The notion of the customer is always right was originally directed at staff operating in the retail or leisure industries. When someone complains about the food being served, then it’s best to change it without too much fuss because that can affect the perception of the surrounding clientele if you decide to argue your case. It was used to make sure complaints were taken seriously and for that we have a lot to be thankful for.
If you provide a service on a business to business basis, however, adhering to this mantra rigidly can actually diminish your service offering which will adversely affect the service ultimately received. Don’t diminish yourself – you do your clients no favours!
It’s an old adage and for years has been a mantra for many business owners and their staff. But is the customer always right? The truth is, particularly when it comes to supplying a service, the answer is: Not always. Sometimes never.
Is The Customer Always Right?
When it comes to the service industry and giving sound advice that has generated proven results, it can be frustrating when the customer doesn’t quite see it from your point of view. We regularly receive enquiries from business owners wanting to engage our services. That’s no surprise – being business development specialists you would hope so! 9/10 they appreciate our advice and guidance, however, initial discussions can often come with the client’s own ideas of how our services should be supplied.
Here’s a quick example:
Client: I want to do some social media marketing.
The Last Hurdle: That’s good, why?
Client: So I can get some leads, grow my business and raise our online profile
The Last Hurdle: That’s great, one of the first things we will do is increase your local reach and connect you with new people who are within your identified target market.
Client: I don’t want to really connect with people I don’t know.
The Last Hurdle: Really? So how did you envision this would go? You want to market to new people but you don’t want to engage with them? (scratches head)
The customer wants the service but doesn’t want to operate outside their comfort zone for one reason or another. It is unfortunately a situation that all service industry providers come across quite regularly. If we, as a service, are to do our job properly we can’t just turn around, shrug and say: fine, if that’s what you want let’s not connect you with new people. Yes, this is an overly simplified scenario, but we have all faced similar situations where we are asked to compromise our expertise and knowledge to submit to the clients will.
In this particular scenario, the customer is not right and needs to be convinced of the benefits of utilising our knowledge and experience, that is after all, what clients are paying us for!

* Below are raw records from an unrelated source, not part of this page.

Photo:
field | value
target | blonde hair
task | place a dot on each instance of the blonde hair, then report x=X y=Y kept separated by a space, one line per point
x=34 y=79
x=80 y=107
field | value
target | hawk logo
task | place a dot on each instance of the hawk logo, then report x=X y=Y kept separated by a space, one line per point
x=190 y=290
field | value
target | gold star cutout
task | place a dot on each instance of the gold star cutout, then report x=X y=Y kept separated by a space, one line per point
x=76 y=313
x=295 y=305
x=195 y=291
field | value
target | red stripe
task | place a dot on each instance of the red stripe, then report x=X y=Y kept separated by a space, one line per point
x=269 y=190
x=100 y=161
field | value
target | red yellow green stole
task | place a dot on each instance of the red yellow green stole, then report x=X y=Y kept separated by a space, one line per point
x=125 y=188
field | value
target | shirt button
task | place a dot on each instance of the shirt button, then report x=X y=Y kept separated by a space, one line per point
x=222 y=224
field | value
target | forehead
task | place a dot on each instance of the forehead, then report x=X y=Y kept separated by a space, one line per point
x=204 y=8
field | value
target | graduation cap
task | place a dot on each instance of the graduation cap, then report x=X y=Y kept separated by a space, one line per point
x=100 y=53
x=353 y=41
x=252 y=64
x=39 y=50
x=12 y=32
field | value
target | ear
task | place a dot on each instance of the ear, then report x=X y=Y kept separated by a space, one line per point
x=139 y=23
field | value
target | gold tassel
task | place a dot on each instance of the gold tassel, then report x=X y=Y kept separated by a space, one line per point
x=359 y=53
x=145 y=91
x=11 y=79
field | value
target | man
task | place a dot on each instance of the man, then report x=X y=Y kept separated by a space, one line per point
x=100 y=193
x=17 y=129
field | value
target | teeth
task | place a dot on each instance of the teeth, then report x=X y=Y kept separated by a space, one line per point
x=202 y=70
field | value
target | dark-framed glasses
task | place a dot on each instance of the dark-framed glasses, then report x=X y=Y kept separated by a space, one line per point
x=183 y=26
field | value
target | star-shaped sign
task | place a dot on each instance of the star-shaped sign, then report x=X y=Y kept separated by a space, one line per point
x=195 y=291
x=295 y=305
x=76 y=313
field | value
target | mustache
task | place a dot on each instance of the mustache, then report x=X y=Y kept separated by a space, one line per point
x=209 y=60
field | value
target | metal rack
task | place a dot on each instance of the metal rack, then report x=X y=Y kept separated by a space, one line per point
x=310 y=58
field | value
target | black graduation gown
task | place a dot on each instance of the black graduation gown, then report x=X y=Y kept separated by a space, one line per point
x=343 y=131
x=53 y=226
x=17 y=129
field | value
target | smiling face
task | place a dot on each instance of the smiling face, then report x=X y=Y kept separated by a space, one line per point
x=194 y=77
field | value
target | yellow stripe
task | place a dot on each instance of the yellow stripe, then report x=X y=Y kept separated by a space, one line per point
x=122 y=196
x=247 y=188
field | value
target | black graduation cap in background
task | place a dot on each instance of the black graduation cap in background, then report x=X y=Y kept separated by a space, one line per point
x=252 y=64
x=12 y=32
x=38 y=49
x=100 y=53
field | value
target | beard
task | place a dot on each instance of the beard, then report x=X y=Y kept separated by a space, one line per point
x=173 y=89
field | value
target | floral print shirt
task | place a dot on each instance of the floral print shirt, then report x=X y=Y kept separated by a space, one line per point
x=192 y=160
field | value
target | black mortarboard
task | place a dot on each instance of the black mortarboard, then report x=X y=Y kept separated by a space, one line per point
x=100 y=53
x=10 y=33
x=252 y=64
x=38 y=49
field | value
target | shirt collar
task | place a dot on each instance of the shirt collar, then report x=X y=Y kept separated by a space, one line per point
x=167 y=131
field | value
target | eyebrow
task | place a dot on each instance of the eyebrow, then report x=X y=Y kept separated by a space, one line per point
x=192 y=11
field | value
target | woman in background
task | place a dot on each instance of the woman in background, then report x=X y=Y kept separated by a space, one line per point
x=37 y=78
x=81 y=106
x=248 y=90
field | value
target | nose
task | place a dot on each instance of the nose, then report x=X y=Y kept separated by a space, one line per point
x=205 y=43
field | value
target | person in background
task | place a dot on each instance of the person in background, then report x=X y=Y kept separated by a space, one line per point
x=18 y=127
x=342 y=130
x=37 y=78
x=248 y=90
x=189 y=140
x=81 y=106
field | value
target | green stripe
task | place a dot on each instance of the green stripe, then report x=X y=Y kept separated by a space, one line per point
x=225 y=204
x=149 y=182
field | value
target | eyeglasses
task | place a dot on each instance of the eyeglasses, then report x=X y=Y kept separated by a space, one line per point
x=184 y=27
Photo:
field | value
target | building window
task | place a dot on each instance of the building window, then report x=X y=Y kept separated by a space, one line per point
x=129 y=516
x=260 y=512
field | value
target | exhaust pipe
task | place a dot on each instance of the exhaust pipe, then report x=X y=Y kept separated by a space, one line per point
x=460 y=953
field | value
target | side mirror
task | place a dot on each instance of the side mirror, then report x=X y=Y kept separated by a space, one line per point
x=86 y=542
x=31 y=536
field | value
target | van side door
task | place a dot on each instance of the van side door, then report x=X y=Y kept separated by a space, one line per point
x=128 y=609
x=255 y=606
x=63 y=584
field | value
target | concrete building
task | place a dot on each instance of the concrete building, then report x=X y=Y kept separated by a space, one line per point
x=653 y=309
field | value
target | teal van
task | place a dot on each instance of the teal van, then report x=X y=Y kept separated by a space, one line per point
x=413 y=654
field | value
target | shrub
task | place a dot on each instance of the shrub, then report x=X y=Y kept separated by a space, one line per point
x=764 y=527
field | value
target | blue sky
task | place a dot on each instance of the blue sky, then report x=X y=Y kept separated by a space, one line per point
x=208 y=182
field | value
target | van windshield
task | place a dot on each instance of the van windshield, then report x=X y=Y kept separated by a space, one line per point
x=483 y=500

And it is a part of our job to highlight all the benefits of doing this, sell it to them if you like. In the end we can’t be a success and the business we are endeavouring to help can’t be a success unless there is a meeting of minds and an agreement on the way forward.
Now these scenarios don’t always conclude with a meeting of minds and when that happens it is important that you have the courage to sever the relationship, the alternative is the relationship will not be a harmonious one and it certainly won’t be a profitable or enjoyable one for either of you – so what is the point?
If the client could provide your service offering for themselves, then these businesses surely would not contact you in the first place. Have faith in your expertise, listen to your gut and go with it, and if it the relationship is not right then simply chalk it down to “it’s just not the right match” and move onto more positive matches.